It’s panto season, and our stages are filled with villains, heroes and dames. Playwright David Bottomley’s new work-in-progress has some passing resemblance to the characters in Britain’s traditional seasonal offerings, but his new play on the London housing crisis is darker, angering fare. Capturing its victims’ lack of power and its perpetuators’ greed, Skyline doesn’t offer a solution but still states a clear opinion on the issue. With a cast of five playing seven characters, the audience sees a microcosmic cross section of social classes who, with poetic and pointed language, are a powerful reminder of the importance of secure housing. There is still some work to be done on the script, but the staged reading in conjunction with a pre-show talk and an exhibition by Alternative Press makes a powerful point that something needs to change to prevent social cleaning through housing policy in London.
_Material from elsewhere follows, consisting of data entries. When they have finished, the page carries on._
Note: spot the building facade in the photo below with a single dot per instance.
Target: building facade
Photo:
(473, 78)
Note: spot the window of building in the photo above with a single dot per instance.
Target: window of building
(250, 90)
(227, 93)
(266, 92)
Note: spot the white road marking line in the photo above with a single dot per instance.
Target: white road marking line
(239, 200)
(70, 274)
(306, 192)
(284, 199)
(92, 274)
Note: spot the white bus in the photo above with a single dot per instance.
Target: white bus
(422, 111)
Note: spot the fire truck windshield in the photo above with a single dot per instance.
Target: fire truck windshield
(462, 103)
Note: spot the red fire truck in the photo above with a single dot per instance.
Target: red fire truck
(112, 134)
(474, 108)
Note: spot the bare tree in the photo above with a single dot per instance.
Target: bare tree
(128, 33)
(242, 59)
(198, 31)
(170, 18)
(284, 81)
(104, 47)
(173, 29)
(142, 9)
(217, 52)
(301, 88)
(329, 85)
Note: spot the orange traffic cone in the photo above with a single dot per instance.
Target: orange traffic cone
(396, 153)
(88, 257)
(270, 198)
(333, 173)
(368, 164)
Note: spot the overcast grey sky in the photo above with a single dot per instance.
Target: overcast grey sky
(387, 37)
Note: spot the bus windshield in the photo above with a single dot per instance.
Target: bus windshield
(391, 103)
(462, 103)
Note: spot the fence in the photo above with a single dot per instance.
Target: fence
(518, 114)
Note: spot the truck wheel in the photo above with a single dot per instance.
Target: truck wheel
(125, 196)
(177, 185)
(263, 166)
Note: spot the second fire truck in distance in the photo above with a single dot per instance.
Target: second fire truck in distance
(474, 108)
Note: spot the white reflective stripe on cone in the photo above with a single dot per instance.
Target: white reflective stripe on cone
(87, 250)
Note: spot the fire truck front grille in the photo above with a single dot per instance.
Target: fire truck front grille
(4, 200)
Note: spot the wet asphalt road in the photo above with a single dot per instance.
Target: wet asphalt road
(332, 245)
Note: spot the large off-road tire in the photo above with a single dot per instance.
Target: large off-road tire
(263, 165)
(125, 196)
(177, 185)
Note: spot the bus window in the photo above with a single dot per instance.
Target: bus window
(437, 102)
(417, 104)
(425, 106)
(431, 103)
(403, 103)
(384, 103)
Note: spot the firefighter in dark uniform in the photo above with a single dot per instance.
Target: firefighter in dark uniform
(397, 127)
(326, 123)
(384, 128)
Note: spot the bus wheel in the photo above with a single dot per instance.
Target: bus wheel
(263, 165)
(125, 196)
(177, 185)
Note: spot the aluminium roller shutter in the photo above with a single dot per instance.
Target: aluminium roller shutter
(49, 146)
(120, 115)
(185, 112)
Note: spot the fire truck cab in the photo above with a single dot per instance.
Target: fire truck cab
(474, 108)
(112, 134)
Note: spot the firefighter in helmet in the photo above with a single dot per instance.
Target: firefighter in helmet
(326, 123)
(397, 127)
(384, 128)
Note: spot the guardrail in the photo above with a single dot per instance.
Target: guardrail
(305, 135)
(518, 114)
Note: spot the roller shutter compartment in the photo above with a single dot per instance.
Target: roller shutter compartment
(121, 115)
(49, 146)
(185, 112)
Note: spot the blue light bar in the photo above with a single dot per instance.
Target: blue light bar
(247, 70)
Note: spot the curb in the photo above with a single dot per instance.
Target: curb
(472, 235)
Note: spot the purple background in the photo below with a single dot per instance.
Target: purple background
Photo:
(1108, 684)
Bottomley has a clear gift with words. There’s a subtle poetry that effectively captures his characters’ feelings, laying them exposed and raw for the taking. There could be more differentiation between their rhythms and word choices, though. Drag queen Roxanne’s (Paul L. Martin) closing monologue is similar to that of unemployed single dad and grandfather from Africa, Rex (Kevin Golding). His 28-year-old daughter Tanya occasionally sounds like her Tory MP Francesca (Karen Hill). He does well to go against stereotypes, but there’s a middle ground between them and homogenisation that hasn’t been completely reached yet.
His most complex character is Francesca. Despite being a Tory who’s having an affair with villainous property developer Jasper (Cameron Robertson), the favours she grants him directly conflict with her instinct to do right by her constituents, and values the old London that Jasper desperately wants to demolish. Her dialogue is occasionally overwritten, but she otherwise feels like a real, well-rounded individual. Jasper does as well, though not to the same extent. He could perhaps do with a touch more humanity to make him less cartoonish, even though there must be people out there as horrible as he is. Rex’s inner anguish erupts in balance to the calmer Tanya, who satisfyingly shows her true feelings in Francesca’s surgery. An interesting experiment would be to explore further integration of these characters: what if Rex and Jasper meet? Tanya and Roxanne? There’s space for more scenes without the play feeling too long.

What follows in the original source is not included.